Comic Book Review - Dark Tower: The long Road Home #5


Up for review - Dark Tower: The long Road Home #5

  • Writers: Peter David/Robin Furth
  • Penciler: Jae Lee
  • Inker/Colourist: Richard Isanove

    This is the final issue of the 5 part mini series, so I won’t reveal too much of the plot, so I don’t spoil anything. Actually, not much really happens in the issue. Roland confronts the Crimson King, and is saved by Sheemie, then the Ka-Tet return to Gilead.

    I am a massive fan of the Dark Tower books. I have been reading the series since I was about 15 years old. I have also read every book that ties into the series, in both major, and minor ways. To say I am a fan is an understatement.

    This mini series has explored a couple of story threads that were previously only hinted at, in Wizard & Glass, to that end it has been pretty good. One problem I have with Peter David’s storytelling here is way that the tale is told by an unseen narrator. The style in which the narrator tells the tale grates on me a little bit. I imagine the tale being told by an old man sitting on his porch drinking moonshine, with a piece of straw in his mouth. He uses phases like “I reckon’” and “Ain’t never gonna happen”. That is my only real problem with it, as all the characters talk exactly like they do in the books, and use the proper terminology for things.

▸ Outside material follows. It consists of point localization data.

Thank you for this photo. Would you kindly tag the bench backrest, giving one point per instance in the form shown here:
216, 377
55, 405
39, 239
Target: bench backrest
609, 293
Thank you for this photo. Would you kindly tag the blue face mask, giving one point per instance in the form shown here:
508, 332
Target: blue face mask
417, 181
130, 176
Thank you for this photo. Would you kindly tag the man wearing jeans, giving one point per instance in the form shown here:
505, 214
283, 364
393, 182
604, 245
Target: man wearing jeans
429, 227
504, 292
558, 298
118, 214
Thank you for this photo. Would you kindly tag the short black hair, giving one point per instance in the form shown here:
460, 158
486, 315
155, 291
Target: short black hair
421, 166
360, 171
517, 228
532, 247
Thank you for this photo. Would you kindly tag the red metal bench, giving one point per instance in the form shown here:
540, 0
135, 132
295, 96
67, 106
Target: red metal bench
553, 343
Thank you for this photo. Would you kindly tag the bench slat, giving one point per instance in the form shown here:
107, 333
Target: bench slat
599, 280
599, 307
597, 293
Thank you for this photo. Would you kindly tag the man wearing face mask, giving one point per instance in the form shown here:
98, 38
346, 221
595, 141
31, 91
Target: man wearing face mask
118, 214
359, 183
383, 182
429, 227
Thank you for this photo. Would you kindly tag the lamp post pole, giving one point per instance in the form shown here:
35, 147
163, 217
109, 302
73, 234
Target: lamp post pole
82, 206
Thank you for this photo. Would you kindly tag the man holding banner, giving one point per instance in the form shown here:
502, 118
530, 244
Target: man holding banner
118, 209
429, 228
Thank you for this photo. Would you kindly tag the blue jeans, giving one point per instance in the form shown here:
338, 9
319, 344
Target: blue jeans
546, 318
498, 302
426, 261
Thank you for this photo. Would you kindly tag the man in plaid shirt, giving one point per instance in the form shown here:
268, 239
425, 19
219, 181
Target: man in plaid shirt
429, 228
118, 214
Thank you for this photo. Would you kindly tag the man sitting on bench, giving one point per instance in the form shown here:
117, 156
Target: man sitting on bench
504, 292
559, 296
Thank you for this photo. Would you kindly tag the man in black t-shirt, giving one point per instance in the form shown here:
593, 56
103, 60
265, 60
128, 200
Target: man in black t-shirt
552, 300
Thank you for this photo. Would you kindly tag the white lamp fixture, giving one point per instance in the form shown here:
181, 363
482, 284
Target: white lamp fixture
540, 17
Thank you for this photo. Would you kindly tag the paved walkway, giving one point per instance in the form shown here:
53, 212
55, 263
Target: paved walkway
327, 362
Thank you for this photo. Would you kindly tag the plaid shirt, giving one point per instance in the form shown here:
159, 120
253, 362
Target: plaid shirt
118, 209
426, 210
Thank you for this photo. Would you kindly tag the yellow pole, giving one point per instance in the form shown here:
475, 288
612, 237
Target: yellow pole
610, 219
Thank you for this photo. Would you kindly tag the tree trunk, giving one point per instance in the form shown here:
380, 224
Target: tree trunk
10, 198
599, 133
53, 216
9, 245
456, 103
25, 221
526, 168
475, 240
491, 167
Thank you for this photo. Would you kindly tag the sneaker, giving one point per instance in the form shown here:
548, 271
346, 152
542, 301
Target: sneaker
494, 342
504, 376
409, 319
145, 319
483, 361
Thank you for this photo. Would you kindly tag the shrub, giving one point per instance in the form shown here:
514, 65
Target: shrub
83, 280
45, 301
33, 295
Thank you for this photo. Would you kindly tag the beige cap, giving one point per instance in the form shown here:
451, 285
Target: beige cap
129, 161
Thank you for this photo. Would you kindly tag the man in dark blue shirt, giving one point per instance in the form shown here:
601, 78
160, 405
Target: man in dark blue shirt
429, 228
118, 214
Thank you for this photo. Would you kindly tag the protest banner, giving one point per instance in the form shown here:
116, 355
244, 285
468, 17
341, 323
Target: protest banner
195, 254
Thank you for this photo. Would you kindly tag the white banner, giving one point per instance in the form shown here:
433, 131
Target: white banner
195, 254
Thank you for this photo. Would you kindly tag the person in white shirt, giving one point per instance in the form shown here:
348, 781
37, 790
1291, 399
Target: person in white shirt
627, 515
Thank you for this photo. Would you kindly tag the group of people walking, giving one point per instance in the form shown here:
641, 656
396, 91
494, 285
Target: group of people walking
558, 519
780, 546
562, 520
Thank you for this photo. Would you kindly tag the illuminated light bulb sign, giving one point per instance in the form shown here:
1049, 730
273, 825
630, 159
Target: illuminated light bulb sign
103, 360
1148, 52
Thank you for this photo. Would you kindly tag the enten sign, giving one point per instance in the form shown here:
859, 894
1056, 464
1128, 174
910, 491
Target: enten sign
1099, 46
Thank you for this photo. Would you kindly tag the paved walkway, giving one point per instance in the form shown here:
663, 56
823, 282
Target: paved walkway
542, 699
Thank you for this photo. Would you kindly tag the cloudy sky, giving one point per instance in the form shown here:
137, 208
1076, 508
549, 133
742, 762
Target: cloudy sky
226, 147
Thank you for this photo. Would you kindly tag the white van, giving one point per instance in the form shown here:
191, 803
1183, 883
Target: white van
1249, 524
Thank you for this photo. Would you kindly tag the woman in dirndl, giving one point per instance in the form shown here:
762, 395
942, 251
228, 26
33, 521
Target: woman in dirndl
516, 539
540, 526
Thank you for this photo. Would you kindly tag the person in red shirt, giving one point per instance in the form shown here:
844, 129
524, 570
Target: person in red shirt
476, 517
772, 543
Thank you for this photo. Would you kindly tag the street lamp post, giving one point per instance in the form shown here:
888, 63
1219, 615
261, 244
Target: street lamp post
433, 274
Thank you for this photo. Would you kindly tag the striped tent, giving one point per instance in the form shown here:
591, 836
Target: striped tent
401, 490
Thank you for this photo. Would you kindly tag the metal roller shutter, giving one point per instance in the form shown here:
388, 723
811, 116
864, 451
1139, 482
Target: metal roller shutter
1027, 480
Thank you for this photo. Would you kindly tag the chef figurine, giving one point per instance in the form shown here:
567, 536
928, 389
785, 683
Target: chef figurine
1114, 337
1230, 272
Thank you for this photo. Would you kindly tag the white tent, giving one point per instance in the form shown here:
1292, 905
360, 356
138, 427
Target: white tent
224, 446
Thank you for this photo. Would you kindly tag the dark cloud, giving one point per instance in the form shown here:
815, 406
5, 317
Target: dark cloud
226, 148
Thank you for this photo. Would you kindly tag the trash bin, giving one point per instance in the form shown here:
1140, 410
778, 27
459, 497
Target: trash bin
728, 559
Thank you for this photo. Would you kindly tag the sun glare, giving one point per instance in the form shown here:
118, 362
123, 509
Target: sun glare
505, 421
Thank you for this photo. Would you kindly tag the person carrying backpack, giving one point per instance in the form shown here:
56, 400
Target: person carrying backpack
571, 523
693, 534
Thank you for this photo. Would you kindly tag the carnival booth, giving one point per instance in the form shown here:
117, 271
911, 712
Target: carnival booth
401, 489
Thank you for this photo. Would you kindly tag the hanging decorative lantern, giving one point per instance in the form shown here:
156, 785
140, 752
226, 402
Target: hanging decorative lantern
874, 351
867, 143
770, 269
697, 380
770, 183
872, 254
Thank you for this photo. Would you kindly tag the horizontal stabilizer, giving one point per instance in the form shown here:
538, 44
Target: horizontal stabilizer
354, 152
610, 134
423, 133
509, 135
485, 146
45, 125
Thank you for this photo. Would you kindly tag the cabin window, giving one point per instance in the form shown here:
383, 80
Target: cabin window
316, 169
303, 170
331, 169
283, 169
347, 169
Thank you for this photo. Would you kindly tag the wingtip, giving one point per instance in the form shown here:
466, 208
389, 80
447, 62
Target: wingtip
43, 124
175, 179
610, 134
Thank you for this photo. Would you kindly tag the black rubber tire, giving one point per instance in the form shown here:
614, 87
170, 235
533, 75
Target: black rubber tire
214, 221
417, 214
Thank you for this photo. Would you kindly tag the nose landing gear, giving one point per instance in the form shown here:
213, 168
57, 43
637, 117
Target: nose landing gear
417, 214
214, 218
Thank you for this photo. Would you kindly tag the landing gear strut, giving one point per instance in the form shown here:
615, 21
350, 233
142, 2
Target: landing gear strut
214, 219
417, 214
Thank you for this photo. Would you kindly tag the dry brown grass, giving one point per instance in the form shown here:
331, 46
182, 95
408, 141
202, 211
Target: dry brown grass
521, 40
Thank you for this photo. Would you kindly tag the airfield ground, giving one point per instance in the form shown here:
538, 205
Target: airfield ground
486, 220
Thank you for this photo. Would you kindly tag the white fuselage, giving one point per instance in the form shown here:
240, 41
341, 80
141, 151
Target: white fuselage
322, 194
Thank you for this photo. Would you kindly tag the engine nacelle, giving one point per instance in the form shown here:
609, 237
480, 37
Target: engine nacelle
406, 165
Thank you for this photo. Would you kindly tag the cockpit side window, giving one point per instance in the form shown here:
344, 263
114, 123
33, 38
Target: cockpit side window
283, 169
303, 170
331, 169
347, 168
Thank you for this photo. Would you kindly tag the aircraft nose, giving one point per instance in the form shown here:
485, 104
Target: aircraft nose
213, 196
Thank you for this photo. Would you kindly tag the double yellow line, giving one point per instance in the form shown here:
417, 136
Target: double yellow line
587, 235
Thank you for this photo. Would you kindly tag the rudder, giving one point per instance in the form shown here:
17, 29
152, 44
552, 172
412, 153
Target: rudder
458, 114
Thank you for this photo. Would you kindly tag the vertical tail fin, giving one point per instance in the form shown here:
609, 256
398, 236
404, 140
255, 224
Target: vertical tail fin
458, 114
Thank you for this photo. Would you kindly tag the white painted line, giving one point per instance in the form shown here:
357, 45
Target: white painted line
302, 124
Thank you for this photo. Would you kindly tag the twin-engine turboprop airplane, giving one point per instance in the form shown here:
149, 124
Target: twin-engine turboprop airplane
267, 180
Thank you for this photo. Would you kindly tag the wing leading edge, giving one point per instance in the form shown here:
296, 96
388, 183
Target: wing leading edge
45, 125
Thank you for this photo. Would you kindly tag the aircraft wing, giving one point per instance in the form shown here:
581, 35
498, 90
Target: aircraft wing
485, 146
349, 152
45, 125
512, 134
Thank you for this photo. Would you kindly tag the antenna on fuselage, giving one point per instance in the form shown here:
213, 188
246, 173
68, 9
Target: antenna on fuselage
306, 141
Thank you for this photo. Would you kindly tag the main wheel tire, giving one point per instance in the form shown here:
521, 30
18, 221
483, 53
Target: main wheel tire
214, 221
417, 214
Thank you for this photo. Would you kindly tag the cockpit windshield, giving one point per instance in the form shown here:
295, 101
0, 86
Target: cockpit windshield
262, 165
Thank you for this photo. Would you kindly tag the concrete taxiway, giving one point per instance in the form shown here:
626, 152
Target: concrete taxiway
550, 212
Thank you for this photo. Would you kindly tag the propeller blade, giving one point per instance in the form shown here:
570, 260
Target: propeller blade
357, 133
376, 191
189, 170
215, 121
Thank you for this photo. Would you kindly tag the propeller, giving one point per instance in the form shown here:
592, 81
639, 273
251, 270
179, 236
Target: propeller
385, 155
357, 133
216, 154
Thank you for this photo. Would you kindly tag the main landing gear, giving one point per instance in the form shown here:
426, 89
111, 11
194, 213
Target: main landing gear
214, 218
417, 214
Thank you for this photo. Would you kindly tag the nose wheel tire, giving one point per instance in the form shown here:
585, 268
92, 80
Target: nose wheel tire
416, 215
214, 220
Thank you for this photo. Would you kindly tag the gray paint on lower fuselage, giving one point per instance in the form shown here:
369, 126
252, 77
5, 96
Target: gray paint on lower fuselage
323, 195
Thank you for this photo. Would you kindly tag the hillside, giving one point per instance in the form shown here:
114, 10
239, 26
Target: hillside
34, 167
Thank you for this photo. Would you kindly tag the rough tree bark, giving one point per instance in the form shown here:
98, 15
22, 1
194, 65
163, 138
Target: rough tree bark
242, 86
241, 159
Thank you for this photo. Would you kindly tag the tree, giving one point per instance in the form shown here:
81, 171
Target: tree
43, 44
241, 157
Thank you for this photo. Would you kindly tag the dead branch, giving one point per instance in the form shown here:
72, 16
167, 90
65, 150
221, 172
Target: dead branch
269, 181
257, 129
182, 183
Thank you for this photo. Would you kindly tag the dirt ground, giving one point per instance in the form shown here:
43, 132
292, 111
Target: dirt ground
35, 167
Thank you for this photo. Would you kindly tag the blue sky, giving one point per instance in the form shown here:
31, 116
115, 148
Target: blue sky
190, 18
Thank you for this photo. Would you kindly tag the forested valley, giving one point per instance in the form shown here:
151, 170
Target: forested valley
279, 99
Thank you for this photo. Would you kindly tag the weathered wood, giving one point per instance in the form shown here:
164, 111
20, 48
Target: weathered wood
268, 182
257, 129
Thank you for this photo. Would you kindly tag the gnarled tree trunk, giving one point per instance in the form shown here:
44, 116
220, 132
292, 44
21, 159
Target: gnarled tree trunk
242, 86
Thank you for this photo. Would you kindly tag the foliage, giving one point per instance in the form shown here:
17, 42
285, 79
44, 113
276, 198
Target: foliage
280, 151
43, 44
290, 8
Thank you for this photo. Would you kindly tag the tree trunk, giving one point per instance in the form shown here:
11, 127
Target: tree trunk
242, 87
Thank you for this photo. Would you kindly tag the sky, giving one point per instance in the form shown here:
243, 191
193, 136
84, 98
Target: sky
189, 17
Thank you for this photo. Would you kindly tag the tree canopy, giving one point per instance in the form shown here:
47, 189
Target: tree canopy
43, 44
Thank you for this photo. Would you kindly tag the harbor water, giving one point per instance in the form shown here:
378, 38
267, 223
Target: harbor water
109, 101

    The artwork by Jae Lee is absolutely beautiful. However, it is a bit of a shame that every single scene, no matter whether is happy, sad, romantic, thrilling, fearful… looks like a scene from a Gothic horror tale. I know Stephen King writes a lot of horror stories, but the Dark Tower books were never about that, they were an epic fantasy tale. His artwork is appropriately dark the scenes with the Crimson King; however, the style is exactly the same in the scene when the Ka-Tet return Home. Gilead is supposed to be a place full of light and wonder, the last bastion of decency in Mid-World. Here though, the place looks like the ruins of a haunted castle.

    The back-ups by Robin Furth, are wonderful fan material, and are worth the $2.99 on there own. Also note, this stuff does not make it into the trade collections.